# Reliable Wind Resistant High Altitude Lighter?



## Quicksmoke (Mar 22, 2015)

Hi guys. After lurking here for a while I finally need some input and hence my first post. I have spent literally hours searching the forums here (and elsewhere) to no avail. Is there even such a thing as a reliable wind resistant high altitude lighter? I live at about 6500 ft. elevation and always smoke outside while I am volunteering as a dog walker at my local Humane Society. Where I live (the White Mountains of Az.) it is often quite windy. I have tried the Ronson Jetlite lighters (several actually), as many of you seem to like, and they don't work for very long or very well for me (usually won't ignite though a spark is visible). I tried different fuel adjustments and fiddled around with them but finally just gave up. I only use the Vector quadruple refined gas BTW. Don't know if that would make a difference. Maybe I should try the cheap stuff?

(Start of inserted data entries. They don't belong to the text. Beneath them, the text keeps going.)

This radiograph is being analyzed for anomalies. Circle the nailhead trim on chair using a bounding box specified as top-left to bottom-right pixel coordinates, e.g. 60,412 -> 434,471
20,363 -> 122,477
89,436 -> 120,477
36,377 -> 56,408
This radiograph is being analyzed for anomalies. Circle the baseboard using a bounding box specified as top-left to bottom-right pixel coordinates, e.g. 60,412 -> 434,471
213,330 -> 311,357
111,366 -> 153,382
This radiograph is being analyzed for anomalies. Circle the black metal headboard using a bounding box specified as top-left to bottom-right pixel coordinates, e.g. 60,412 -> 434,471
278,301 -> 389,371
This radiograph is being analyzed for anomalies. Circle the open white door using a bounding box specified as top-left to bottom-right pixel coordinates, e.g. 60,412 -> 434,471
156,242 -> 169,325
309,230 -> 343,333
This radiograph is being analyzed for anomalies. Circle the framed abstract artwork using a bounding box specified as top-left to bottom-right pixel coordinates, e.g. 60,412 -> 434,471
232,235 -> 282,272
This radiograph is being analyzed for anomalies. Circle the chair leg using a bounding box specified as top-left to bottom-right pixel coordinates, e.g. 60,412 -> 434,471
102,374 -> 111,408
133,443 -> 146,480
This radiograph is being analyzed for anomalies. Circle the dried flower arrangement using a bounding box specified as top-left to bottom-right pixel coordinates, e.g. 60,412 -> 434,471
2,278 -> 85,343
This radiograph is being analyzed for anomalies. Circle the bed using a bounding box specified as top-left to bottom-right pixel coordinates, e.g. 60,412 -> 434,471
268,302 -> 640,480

My current lighter - a Xikar Stratosphere - is supposed to be a high altitude lighter. It has always worked intermittently and has a barely wind resistant single flame. It usually requires several attempts before it lights and then it goes out a lot if it's windy so it is pretty frustrating to use. It is my second one as the lid broke on my first one after only 2 months light use (design flaw actually) and I had to send it in for replacement. The lid has broke on my current one as well but I decided to just use it as is. Both lighters worked exactly the same.

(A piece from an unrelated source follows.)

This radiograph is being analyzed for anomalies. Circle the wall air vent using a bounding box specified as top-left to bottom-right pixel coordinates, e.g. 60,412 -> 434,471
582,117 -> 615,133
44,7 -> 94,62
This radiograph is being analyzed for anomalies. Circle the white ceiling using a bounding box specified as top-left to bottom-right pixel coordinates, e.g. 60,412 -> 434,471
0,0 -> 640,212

I was even considering the S.T. Dupont Defi Extreme for a while even though the cost is quite daunting but I didn't like the poor warranty (only 2 yrs.) for such a pricey item and the fact that it's made in China to boot. 

I'm thinking it has to be a torch flame as a soft flame probably won't be very wind resistant and would be quite difficult for touchups.

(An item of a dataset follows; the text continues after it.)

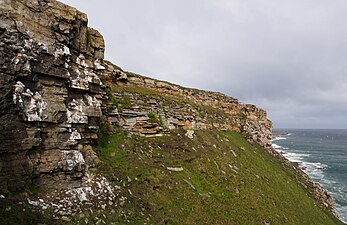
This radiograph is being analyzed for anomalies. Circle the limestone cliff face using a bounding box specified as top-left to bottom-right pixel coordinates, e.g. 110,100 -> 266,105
0,0 -> 105,189
0,0 -> 271,193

Sorry if this was a long winded post but is anybody out there having any luck with a lighter that meets all of these requirements?


----------



## Cigary (Oct 19, 2007)

I use a Xikar EXodus wind resistant lighter....it's not windproof....just wind resistant which means with windy conditions it will go out. XIKAR Stratosphere High Altitude Lighters work pretty well up to 12,000 feet and if it doesn't work for you then send it back with a lifetime warranty. High altitudes can cause problems for sure but usually even at 6500 my Exodus works with no problems. A lot of problems have to do with refills....some will just put the nozzle in there and push w/o purging. Any tiny bit of air that goes into the chamber is a recipe for disaster...your lighter will spit and sputter and then finally just quit igniting. One has to practice so that when you recharge NO AIR gets into the chamber. You will know you've screwed up when you recharge and the nozzle starts spraying butane all over...you've just loaded your lighter with half butane and half air. If you recharge correctly you'll never hear the hiss. If you do purge the lighter of ALL contents and start over...purge until you don't hear any hissing sound. It takes practice but when you know how to do it I assure your lighter problems will stop. I have over 30 lighters and rarely ever have an issue and this has been going on for over 10 years.


----------



## Quicksmoke (Mar 22, 2015)

Hi Cigary, I appreciate your reply but as I said, the Xikar Stratospheres are the ones that are giving me problems. Your advice on purging is very good but I assure you that I have learned the correct way to purge and fill so that can't be the problem in my case. I am a newbie here on the forum but certainly not as a smoker.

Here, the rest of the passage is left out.